Snoop’s dipping his diamond-encrusted cup into the fountain of youth. The rapper/entrepreneur shows his versatility on *Neva Left*. From classic G-funk to reggae, trap to hyphy to R&B, Snoop is always in the cut—his distinct drawl shapeshifting to whatever style he chooses. The instant club classic “Trash Bags” describes a typical night out with Snoop. For old-school rap fans, he references the Golden Age on “Moment I Feared,” “Big Mouth,” and a lovely cover of Biz Markie’s “Vapors.”

Named for the tattoo that sits between his eyes (“It’s a knife”), 21 Savage’s debut studio album glistens with sinister flows and explicit reveals. *Issa Album* dives deep into the trap side, documenting his come-up, the spoils, temptations, irritations, and self-medication. “Dead People” and “Close My Eyes” paint grimy pictures and rank as some of 21\'s most viscerally affective tracks yet (“I see dead bodies when I close my eyes” goes the hook in the latter). Tempered production by Pierre Bourne, Wheezy, Southside, DJ Mustard, and Metro Boomin allow the ATL rapper the full stage, closing out with a 7-minute freestyle.






As its title suggests (albeit a little backhandedly), *Flower Boy* explores a softer side of Tyler, the Creator. Not that he wasn’t thoughtful before, or that he’s lost his edge now—if anything, the dark wit and internal conflict that made *Goblin* a lightning bolt in 2011 has only gotten richer and more resonant, offset by a sound that cherry-picks from early-\'90s hip-hop and plush, Stevie-style soul (“Garden Shed,” the Frank Ocean-featuring “911 / Mr. Lonely”). “Tell these black kids they can be who they are,” he raps on “Where This Flower Blooms.” “Dye your hair blue, s\*\*t, I’ll do it too.”

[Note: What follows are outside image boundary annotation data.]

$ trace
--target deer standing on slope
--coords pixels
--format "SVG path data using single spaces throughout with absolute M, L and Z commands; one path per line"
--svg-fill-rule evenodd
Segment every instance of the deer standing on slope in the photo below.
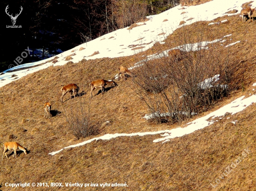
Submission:
M 8 158 L 8 157 L 7 156 L 7 154 L 6 154 L 6 152 L 7 152 L 8 150 L 14 151 L 14 157 L 15 158 L 17 158 L 17 153 L 16 152 L 16 151 L 18 149 L 20 149 L 20 151 L 22 151 L 23 152 L 24 152 L 25 154 L 27 154 L 27 149 L 23 147 L 17 142 L 7 142 L 4 144 L 3 146 L 4 146 L 4 152 L 3 152 L 3 160 L 4 159 L 4 154 L 5 153 L 6 158 Z
M 119 75 L 121 77 L 121 79 L 122 79 L 122 74 L 124 75 L 124 80 L 125 80 L 125 74 L 128 75 L 129 76 L 132 75 L 132 73 L 128 68 L 126 68 L 125 67 L 123 66 L 120 66 L 118 68 L 118 75 L 117 76 L 117 81 L 119 80 Z
M 255 9 L 253 9 L 254 11 Z M 251 17 L 252 17 L 252 21 L 253 21 L 253 17 L 252 16 L 252 13 L 253 13 L 253 11 L 250 8 L 250 7 L 247 7 L 244 9 L 243 9 L 241 10 L 240 14 L 242 15 L 242 19 L 243 22 L 245 22 L 245 16 L 248 15 L 249 17 L 249 21 L 251 20 Z
M 70 84 L 67 86 L 64 86 L 61 89 L 61 92 L 62 93 L 62 95 L 61 97 L 61 101 L 62 102 L 62 98 L 64 95 L 66 95 L 67 93 L 69 92 L 71 93 L 70 95 L 70 99 L 72 97 L 72 93 L 74 93 L 74 98 L 75 98 L 75 92 L 76 92 L 76 94 L 78 94 L 78 91 L 79 91 L 79 87 L 75 84 Z
M 103 94 L 105 86 L 107 85 L 114 85 L 115 86 L 117 86 L 117 84 L 113 80 L 107 81 L 105 79 L 98 79 L 97 80 L 93 81 L 90 83 L 89 87 L 91 87 L 91 98 L 93 97 L 93 91 L 95 88 L 101 88 L 101 93 Z

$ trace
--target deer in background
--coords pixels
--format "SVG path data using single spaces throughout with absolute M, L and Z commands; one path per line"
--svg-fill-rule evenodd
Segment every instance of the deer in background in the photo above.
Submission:
M 47 102 L 44 104 L 44 117 L 46 115 L 46 119 L 48 117 L 48 114 L 49 114 L 49 118 L 51 117 L 51 108 L 52 107 L 52 105 L 49 103 Z
M 75 98 L 75 95 L 74 93 L 76 92 L 76 94 L 77 95 L 78 94 L 78 91 L 79 91 L 79 87 L 78 87 L 77 85 L 75 84 L 70 84 L 68 85 L 66 85 L 63 86 L 61 89 L 61 91 L 62 93 L 62 95 L 61 97 L 61 101 L 62 102 L 62 98 L 68 92 L 69 92 L 71 94 L 71 95 L 70 95 L 70 99 L 72 97 L 72 93 L 74 93 L 74 98 Z
M 249 17 L 249 21 L 250 20 L 251 17 L 252 17 L 252 21 L 253 21 L 253 17 L 252 16 L 252 13 L 253 13 L 253 11 L 255 10 L 255 9 L 253 9 L 253 11 L 252 10 L 250 7 L 247 7 L 241 10 L 240 14 L 242 15 L 242 19 L 243 23 L 244 22 L 245 22 L 246 15 L 248 15 L 248 17 Z
M 15 17 L 13 17 L 13 14 L 12 14 L 11 15 L 10 15 L 9 14 L 9 13 L 7 13 L 7 9 L 8 9 L 9 8 L 8 6 L 9 6 L 9 5 L 8 5 L 7 6 L 7 7 L 5 9 L 5 12 L 8 15 L 9 15 L 10 16 L 10 18 L 12 19 L 12 23 L 13 23 L 13 25 L 14 25 L 16 23 L 16 20 L 18 18 L 18 16 L 20 14 L 20 13 L 21 13 L 21 11 L 22 11 L 22 10 L 23 9 L 22 7 L 21 6 L 20 6 L 20 8 L 21 8 L 21 9 L 20 10 L 20 13 L 18 14 L 16 14 L 15 15 Z
M 8 150 L 14 150 L 14 157 L 17 158 L 17 153 L 16 151 L 19 149 L 20 151 L 22 151 L 24 152 L 25 154 L 27 154 L 27 149 L 23 147 L 17 142 L 5 142 L 3 145 L 4 146 L 4 152 L 3 152 L 3 160 L 4 159 L 4 154 L 5 153 L 5 156 L 6 158 L 8 158 L 6 152 Z
M 123 66 L 120 66 L 118 68 L 118 75 L 117 76 L 117 81 L 119 80 L 119 75 L 121 77 L 121 79 L 122 79 L 122 74 L 123 74 L 124 80 L 125 80 L 125 74 L 128 75 L 129 76 L 132 75 L 132 73 L 128 68 L 126 68 L 125 67 Z
M 89 87 L 91 87 L 91 98 L 93 97 L 93 91 L 95 88 L 101 88 L 101 93 L 103 94 L 105 86 L 107 85 L 114 85 L 115 86 L 117 86 L 117 84 L 113 80 L 107 81 L 105 79 L 98 79 L 97 80 L 93 81 L 90 83 Z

Until a late flurry of percussion arrives, doleful guitar and bass are Solána Rowe’s only accompaniment on opener “Supermodel,” a stinging kiss-off to an adulterous ex. It doesn’t prepare you for the inventively abstract production that follows—disembodied voices haunting the airy trap-soul of “Broken Clocks,” “Anything”’s stuttering video-game sonics—but it instantly establishes the emotive power of her rasping, percussive vocal. Whether she’s feeling empowered by her physicality on the Kendrick Lamar-assisted “Doves in the Wind” or wrestling with insecurity on “Drew Barrymore,” SZA’s songs impact quickly and deeply.

Rah Zen’s Midnight Satori emerges from beyond time and space, serving as the Boston-based beat-maker's sonic thesis of his journey into the mystical world of lucid dreams and inner visions. Satori, a Japanese word meaning “sudden awakening,” defines the flashes of insight Rah has experienced in his creative process. Rah flips, mangles, and distorts compelling samples over off-kilter drums, creating an ethereal and spiritually engaging soundscape. Heavily sprinkled with vocal clips on dreams, metaphysics and the nature of our reality, Midnight Satori, guides the listener through a series of vignettes. “Lunar Eclipse,” the intense and solemn opening track, tears the soul apart for the subsequent reparation that takes place as Midnight Satori progresses. The record plays like a cosmic escapade, delving into territories both dark and light. The ominous “Nightworks,” and meditative “Soular Eclipse,” slow the pace into a trance-inducing lull; while the colorful, heat-generating single “Tree of Life,” multi-faceted “Mindshift,” and amorous “Astral Love” provide glimmers of impassioned hope and optimism. Full of unpredictable turns and syncopated rhythms, the transcendental “Ways Within” features fellow Boston creative, Wavysight, and Brainfeeder signee/Flying Lotus collaborator, Jeremiah Jae, delivering skillful lyricism on the alchemy of daily inspiration. Corresponding analog visuals, constructed by New Orleans’ based artist, Metasonik, function symbiotically with Rah Zen’s music. The project comes to light via rising Los Angeles record label Dome of Doom. In its totality, Midnight Satori is a multi-media ode to the creative energy manifested in the late hours of the night into early morning, when most are asleep, and the lines between dream and reality become blurred.